Chung Ju-yung, 82, founder of the giant Hyundai conglomerate and South Korea's richest man, shuffled into the North through Peace House, the long, squat border building where the truce was signed that ended the 1950-53 Korean War.As he emerged from the northern end of the building supported by family members, Chung was greeted by North Korean officials and bouquet-bearing women in long, flowing traditional gowns. "You are really, really welcome," one of the officials said.
Minutes earlier, a convoy of 50 white Hyundai trucks loaded with 500 prime cows and bulls lumbered across the border, the first civilian vehicles to make the crossing since 1945, when the Koreas were divided into the communist North and capitalist South.
"I'm delighted to go back to my hometown through Panmunjom, the same passage I took when I left for Seoul . . . while I was young," Chung said in a statement he read to reporters.
Chung hoped his visit would "lay the cornerstone of reconciliation and peace" between the rival Korean states.
Chung's visit, dubbed "Operation Rawhide," comes as the new government of President Kim Dae-jung is trying to open up its reclusive northern neighbor to the outside world. Seoul already has lifted virtually all restrictions on non-governmental exchanges.
"We hope that an era of peace and mutual cooperation will come as early as possible, allowing millions of separated family members in the two sides to go and come through Panmunjom," chief presidential spokesman Park Ji-won said in Seoul.
Hyundai officials said the cattle were more suited for farm work than for slaughter. North Korea is suffering from a famine brought on by inefficient, socialist farming methods and three years of alternating drought and floods that destroyed large areas of farmland.
The trip was a nostalgic one for Chung. Sixty-five years ago at the age of 17, he sold one of his family's cows, stole the money and fled to the South.
When Chung arrived in Seoul in 1933, he planned to study law.
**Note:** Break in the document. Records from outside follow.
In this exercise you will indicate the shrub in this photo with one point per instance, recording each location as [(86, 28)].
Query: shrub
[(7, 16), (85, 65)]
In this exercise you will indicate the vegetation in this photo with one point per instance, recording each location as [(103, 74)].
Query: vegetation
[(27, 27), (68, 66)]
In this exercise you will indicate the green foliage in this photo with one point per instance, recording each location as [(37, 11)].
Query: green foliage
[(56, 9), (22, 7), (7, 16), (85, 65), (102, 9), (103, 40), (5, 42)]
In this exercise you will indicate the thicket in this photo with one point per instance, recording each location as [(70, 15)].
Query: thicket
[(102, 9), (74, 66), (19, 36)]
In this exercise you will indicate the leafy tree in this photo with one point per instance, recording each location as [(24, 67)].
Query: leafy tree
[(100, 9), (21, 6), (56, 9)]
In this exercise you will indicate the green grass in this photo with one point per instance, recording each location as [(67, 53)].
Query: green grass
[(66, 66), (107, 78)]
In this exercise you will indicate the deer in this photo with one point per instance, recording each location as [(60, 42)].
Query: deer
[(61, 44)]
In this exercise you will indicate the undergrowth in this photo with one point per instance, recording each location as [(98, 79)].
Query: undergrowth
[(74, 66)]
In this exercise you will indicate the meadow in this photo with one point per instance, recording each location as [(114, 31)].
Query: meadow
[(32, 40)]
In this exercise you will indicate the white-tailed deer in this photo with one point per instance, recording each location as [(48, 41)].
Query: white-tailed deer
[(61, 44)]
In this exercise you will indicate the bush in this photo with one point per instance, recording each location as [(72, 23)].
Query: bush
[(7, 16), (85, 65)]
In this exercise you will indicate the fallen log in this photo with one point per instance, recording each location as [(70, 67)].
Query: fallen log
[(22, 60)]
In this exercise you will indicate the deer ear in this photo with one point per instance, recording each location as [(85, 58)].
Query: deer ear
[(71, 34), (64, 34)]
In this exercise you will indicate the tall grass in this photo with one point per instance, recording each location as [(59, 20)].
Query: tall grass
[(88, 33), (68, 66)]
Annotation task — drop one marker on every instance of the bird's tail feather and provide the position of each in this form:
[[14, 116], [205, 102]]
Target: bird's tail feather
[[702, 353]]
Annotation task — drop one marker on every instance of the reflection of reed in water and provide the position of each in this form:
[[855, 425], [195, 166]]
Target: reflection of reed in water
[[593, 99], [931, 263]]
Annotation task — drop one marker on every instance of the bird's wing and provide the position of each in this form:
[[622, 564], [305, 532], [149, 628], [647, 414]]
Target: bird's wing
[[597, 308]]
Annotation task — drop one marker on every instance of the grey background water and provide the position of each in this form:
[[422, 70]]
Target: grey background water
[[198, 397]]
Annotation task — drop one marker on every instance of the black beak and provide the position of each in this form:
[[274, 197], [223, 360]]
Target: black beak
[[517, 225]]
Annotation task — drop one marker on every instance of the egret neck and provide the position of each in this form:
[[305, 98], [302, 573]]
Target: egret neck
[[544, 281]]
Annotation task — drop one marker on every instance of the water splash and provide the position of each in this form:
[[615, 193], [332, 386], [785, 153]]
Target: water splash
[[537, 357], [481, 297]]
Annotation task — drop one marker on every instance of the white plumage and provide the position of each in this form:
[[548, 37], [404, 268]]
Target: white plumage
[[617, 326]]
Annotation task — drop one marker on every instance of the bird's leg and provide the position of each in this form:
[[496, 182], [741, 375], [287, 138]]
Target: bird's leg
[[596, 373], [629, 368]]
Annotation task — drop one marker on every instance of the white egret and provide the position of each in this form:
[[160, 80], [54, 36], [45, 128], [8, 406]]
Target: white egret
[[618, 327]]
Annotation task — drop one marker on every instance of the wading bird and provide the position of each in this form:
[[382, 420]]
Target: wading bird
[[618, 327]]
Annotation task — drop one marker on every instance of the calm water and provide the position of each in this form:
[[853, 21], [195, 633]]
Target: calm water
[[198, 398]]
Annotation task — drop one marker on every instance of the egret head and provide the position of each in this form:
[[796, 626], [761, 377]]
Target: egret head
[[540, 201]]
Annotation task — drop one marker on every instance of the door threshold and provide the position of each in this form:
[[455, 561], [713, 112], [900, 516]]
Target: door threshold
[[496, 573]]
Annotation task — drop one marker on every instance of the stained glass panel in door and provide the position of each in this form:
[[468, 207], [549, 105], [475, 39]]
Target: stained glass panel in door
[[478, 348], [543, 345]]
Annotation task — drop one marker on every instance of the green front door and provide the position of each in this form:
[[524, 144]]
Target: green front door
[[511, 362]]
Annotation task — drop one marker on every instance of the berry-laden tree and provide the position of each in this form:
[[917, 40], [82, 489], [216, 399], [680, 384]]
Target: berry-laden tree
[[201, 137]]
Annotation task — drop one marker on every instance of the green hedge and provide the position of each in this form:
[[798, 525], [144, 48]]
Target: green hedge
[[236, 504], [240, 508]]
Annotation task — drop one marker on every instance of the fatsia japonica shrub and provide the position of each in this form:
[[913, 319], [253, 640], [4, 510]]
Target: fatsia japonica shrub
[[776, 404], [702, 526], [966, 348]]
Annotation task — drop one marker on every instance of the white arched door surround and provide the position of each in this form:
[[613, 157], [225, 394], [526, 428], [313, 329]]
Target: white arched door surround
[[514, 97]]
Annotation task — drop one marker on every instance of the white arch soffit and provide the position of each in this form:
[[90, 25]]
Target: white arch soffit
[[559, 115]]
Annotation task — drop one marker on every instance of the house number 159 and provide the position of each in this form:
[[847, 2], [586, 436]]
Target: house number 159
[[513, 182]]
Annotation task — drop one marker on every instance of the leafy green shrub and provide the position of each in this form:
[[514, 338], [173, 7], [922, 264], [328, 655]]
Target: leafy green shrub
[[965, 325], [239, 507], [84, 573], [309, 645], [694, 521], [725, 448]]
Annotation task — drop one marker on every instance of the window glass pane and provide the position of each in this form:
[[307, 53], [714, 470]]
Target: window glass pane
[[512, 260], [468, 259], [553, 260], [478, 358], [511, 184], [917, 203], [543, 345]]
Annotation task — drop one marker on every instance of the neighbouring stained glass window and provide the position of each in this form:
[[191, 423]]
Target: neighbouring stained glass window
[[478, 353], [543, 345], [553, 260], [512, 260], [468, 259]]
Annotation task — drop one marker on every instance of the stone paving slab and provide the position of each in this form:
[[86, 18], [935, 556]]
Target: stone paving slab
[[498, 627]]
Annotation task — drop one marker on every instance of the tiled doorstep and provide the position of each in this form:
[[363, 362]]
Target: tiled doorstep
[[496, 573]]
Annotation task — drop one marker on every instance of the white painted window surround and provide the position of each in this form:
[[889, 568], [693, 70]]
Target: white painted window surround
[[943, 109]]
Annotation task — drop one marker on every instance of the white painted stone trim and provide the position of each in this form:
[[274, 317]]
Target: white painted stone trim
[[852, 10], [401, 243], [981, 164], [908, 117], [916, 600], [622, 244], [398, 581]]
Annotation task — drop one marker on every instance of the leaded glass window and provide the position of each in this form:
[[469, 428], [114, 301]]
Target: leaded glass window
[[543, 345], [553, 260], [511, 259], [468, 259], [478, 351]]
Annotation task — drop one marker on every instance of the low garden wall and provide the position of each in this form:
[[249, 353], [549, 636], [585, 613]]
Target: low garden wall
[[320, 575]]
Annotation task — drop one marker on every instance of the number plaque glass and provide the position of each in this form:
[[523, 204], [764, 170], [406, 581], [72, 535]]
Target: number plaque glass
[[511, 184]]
Instead he went into business and built Hyundai, South Korea's largest conglomerate, with more than 50 subsidiaries producing everything from cars and computer chips to ships and steel.
"I am now returning back to my hometown to pay back the debt owed to my father," Chung said.
He plans to visit his hometown of Tongchun, on the east coast 125 miles northeast of Seoul, later in his trip.